Wirth's Mark Errors
1 Mark Errors
In processing an input line of text, a program we are working on discovered errors. Each error is recorded as a pair (p, e) of numbers. We wish to point to the p-th character that caused the error, and print the error number e next to it. Some times a single position in the input line triggers multiple errors. You are given a list of these pairs, and the input line. We need a procedure that prints this line, and the error numbers below it, properly located. Use no more lines than necessary. [This is an Exercise from Niklaus Wirth, Systematic Programming book, 197x]
Spec by Example 1
error list :(4,1), (7,2), (10, 2), (20, 2), (23, 2). column numbers :1234567890123456789012345 line of text : Thos broplem is peenuds. line of errors : ^1 ^2 ^2 ^2 ^2
Spec by Example 2
error list :(5, 9), (13, 9), (13, 787), (18,94), (18, 126), (25,73), (continued) :(30, 9), (30, 23), (30, 26), (39, 9), (40, 742). column numbers :12345678901234567890123456789012345678901234 line of text : if x > 0 anf y +) then 0 := x else f(x.y) ; line of errors : ^9 ^9 ^94,126^73 ^9,23,26 ^9 line of errors : ^787 ^742
[We can never specify software using examples. But, this is popular because it quickly communicates essential features. Where it typically fails is in the "edge" cases.]
2 "Solutions"
- Several "solutions" are presented. The code given here is expected to solve a simpler version (read the comments) S1 of the above problem. Your task: Figure out which ones, if any, are correct.
- Note that this code uses
cout
to constructout[]
. What is output cannot then be changed later. - The problem can be further simplified if we build
out[]
in memory, and print it all at once.
3 Teaching
- This problem can be used in teaching. For different purposes.
- Develop the requirements analysis, and rigorous specs for the Mark Error problem as described in Section 1.
- Develop pre- post- conditions for each solution, and loop invariants for every loop. Even incorrect programs have all these!
- What was the thinking behind these "solutions"?
- Can you figure out which ones go into an infinite loop without testing it?
- Is this a "debugging" problem?
- Having identified the "correct" solutions, develop it further to solve the specs of Section 1. Mark Errors. Look up: Agile Iterative Development.

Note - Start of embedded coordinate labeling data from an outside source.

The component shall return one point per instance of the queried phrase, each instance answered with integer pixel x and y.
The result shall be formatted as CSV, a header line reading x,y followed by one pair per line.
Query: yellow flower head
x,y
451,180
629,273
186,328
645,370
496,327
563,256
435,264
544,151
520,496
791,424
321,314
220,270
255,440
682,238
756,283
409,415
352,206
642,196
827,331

- Can this be done in one-pass? Always?
4 Requirements Clarifications
- Q: Is the array pos[] as in "solutions" sorted (ltor)? Are these indices guaranteed to be those of txt? A: Yes, and yes.
- Q: Is txt[] just one line? A: Yes. The txt[] has "ordinary" characters (only); no '\t', '\n', and such.

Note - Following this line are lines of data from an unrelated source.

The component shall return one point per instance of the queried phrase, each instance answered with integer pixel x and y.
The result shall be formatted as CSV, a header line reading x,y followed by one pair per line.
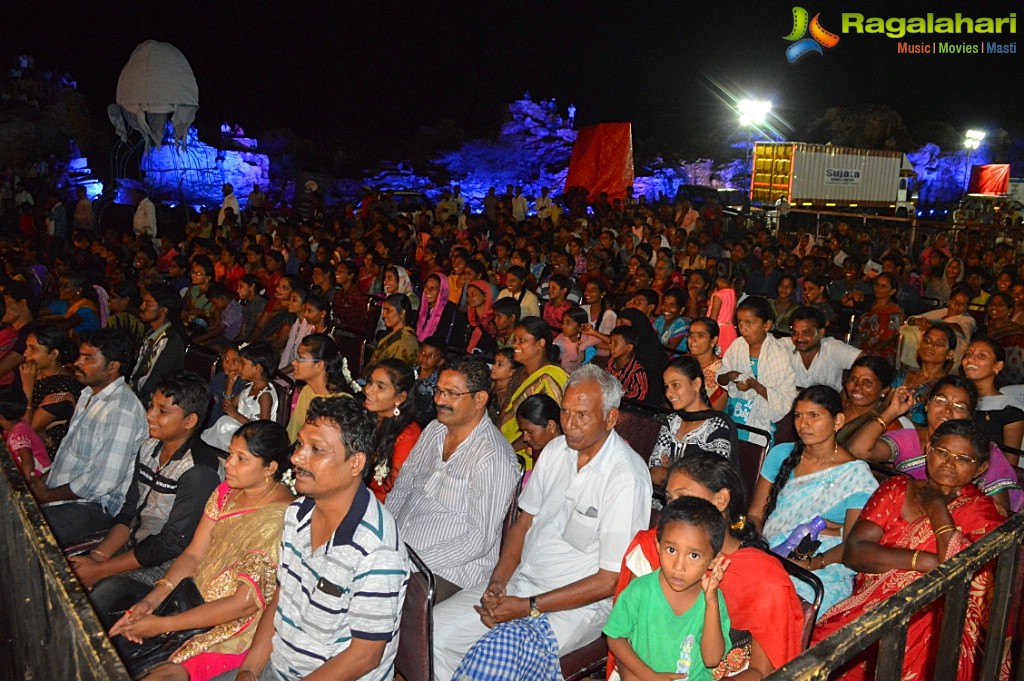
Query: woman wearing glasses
x,y
951,397
908,527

- Q: How large are the numbers? A: Assume that the numbers are unsigned 16-bit. C++ ushort will do.
- Make (further) reasonable/ sympathetic assumptions. This is not a problem cooked up to raise your awareness of requirements analyses. It is a "develop a correct solution to what is stated" problem.
5 Simpler Version S1 of the Problem
- The following three lines are extracted from the source code given.

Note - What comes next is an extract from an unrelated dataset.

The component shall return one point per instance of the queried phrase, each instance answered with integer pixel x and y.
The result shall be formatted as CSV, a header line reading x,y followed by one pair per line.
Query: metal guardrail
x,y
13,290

int pos[] = { 3, 6, 9, 19, 22 }; char txt[] = "Thes broplem is peenuds."; // example input char out[] = " * * * * *"; // expected output
- S1: We should have out[y] == '*' for every y given in pos[]. All the rest of out[] should be blanks. Not rigorously stated, but pretty good.
- Like we did in the Dutch National Flag problem, use this as the
post condition of the
markErrorPos
method, and use a weakened version of the post as a loop invariant for the code yet to be designed.
6 A Solution for S1 that is/ better-be Correct-by-Design
6.1 Make S1 Rigorous
- Assume that the starting index of arrays is a 1, not 0 (even though this is not Pascal). To keep it less confusing, we are conforming to the code given. But, the indices i, j, k used below are unrelated to those of the code.
- Weakest Pre Condition P
- Def L == (sizeof(txt)/sizeof(char))
- Def n == (sizeof(pos)/sizeof(int))
- sorted(pos), which is-defined-as pos[ 1] < pos [ 2] < … < pos[n].
- 0 < pos[i] < L+1 for all indices i of pos[].
- For ease of use, let us call the conjunction (AND-ing) of all the above as P.
- Post Condition Q
- Think of out[] as modeling the stdout produced by our markErrorPos().
- out[j] is either ' ' (a blank) or '*', for all its indices j.
- out[pos[i]] == '*' for all indices i of pos[].
- For ease of use, let us call the conjunction (AND-ing) of all the above as Q.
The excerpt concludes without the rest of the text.